Abortion was first outlawed in the former Portuguese colony in legislation dating back to 1886, a ban reaffirmed in a 1981 law six years after the southeastern African country gained independence.
According to the health ministry, 30 percent of women admitted to Maputo's main hospital following a backstreet abortion end up dead.
Figures compiled by the UN's World Health Organisation show that some 68,000 women die annually due to unsafe abortions, most in developing countries such as Mozambique -- which is still reeling from a devastating 1976-1992 civil war that claimed up to one million lives.

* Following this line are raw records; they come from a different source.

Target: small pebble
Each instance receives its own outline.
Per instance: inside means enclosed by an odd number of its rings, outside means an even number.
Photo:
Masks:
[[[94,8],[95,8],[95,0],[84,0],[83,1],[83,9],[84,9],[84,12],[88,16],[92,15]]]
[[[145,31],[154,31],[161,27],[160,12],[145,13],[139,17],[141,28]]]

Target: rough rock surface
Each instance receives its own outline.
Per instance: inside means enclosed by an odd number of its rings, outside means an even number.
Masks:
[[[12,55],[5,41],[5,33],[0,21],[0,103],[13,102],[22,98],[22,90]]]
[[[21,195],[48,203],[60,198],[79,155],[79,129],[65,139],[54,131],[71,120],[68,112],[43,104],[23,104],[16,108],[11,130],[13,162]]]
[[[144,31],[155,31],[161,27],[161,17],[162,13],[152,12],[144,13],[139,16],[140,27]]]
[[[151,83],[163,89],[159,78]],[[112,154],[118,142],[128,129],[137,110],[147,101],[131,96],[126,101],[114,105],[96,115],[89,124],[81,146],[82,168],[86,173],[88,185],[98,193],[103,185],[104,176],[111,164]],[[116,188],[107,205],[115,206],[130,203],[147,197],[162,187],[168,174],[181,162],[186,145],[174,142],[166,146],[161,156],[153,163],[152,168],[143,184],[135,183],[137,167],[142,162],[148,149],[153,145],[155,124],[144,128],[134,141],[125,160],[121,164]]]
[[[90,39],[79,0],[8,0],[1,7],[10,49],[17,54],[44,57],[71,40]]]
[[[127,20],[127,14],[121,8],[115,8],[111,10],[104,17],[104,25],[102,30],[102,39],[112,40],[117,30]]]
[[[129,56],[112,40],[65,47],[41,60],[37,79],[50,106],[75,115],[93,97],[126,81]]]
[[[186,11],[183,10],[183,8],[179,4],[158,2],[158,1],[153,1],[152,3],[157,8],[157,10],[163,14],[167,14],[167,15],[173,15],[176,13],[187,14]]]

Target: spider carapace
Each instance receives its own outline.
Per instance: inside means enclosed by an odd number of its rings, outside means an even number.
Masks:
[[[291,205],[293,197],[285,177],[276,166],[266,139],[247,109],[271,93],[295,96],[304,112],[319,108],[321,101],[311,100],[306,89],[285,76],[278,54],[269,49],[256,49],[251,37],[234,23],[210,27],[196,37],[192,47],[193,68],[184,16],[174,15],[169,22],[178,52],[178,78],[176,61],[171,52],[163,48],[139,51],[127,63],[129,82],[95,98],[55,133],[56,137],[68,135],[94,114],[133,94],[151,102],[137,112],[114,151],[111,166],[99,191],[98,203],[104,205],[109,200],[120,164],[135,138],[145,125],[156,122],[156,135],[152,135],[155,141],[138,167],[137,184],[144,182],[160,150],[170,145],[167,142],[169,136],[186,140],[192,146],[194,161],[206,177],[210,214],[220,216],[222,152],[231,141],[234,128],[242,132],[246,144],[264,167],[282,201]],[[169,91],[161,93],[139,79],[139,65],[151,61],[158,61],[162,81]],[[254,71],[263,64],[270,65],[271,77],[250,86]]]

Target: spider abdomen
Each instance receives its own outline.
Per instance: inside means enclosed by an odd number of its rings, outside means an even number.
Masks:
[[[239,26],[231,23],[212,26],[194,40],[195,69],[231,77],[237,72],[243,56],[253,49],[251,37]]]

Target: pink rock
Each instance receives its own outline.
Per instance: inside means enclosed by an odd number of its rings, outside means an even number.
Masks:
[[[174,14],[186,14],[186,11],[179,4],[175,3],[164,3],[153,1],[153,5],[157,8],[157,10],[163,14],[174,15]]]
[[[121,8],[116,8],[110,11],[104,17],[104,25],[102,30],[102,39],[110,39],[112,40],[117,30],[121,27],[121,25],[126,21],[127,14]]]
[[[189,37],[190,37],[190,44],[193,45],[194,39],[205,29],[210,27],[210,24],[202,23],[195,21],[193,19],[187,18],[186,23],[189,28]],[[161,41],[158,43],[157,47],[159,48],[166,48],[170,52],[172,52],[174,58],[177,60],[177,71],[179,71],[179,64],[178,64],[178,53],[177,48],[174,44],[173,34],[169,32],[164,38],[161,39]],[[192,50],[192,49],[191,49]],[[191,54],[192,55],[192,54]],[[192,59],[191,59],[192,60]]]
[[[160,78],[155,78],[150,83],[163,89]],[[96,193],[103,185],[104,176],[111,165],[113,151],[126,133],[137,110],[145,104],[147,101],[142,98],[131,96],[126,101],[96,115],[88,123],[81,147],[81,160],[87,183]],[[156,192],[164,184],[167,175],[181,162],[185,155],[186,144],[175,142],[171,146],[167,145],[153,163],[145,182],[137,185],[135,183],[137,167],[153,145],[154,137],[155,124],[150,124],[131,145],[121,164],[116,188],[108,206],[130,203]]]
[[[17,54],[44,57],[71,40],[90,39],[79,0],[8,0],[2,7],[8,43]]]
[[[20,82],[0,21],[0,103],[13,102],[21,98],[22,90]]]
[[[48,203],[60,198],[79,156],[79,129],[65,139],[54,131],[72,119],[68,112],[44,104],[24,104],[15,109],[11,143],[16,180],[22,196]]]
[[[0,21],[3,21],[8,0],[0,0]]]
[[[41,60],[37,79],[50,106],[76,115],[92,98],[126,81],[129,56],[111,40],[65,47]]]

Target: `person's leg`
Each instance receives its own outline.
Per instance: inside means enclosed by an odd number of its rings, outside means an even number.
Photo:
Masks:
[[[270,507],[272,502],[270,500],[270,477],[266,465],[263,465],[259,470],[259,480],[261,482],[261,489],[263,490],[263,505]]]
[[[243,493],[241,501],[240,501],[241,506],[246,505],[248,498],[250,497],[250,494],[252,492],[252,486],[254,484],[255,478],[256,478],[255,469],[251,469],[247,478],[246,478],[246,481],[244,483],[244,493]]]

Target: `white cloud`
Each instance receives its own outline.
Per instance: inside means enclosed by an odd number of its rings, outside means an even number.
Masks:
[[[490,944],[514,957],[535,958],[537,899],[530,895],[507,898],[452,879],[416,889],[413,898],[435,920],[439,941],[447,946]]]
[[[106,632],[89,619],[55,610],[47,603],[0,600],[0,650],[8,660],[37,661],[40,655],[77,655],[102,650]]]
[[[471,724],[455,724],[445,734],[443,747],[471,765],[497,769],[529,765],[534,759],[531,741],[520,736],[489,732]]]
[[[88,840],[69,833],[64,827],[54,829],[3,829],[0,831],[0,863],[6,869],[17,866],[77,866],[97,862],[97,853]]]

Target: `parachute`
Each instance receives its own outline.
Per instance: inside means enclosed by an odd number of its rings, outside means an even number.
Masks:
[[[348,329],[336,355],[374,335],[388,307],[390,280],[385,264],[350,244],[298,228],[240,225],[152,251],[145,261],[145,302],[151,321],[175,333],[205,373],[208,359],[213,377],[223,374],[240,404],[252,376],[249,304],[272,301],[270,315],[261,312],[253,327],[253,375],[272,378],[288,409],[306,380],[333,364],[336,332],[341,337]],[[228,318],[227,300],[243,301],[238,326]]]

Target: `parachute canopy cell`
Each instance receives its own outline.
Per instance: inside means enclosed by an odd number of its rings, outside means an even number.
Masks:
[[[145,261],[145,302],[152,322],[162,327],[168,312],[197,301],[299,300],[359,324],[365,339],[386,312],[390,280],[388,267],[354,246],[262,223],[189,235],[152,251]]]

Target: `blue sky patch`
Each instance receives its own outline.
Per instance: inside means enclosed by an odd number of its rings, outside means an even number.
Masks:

The influential Catholic Church is firmly against decriminalisation, with the Archbishop of Maputo, Francisco Chimoio, even declaring last month that women who terminate pregnancy can expect to "live their lives in fear of divine punishment."
The admonition has not daunted women's groups.
"We should follow the path that has been taken by Portugal in decriminalising abortion," after a February referendum there, said Graca Sand, who works for the Forum Mulher, a charity for impoverished women.
Abortion still remains taboo in much of Africa where many countries have a blanket ban. Although South Africa does allow termination of pregnancy on demand, it is illegal in Mozambique's other neighbours, Malawi, Zambia and Zimbabwe.
According to the Mozambican health ministry, 58 percent of women who have had an abortion did so at home, very often without the help of anyone with medical training.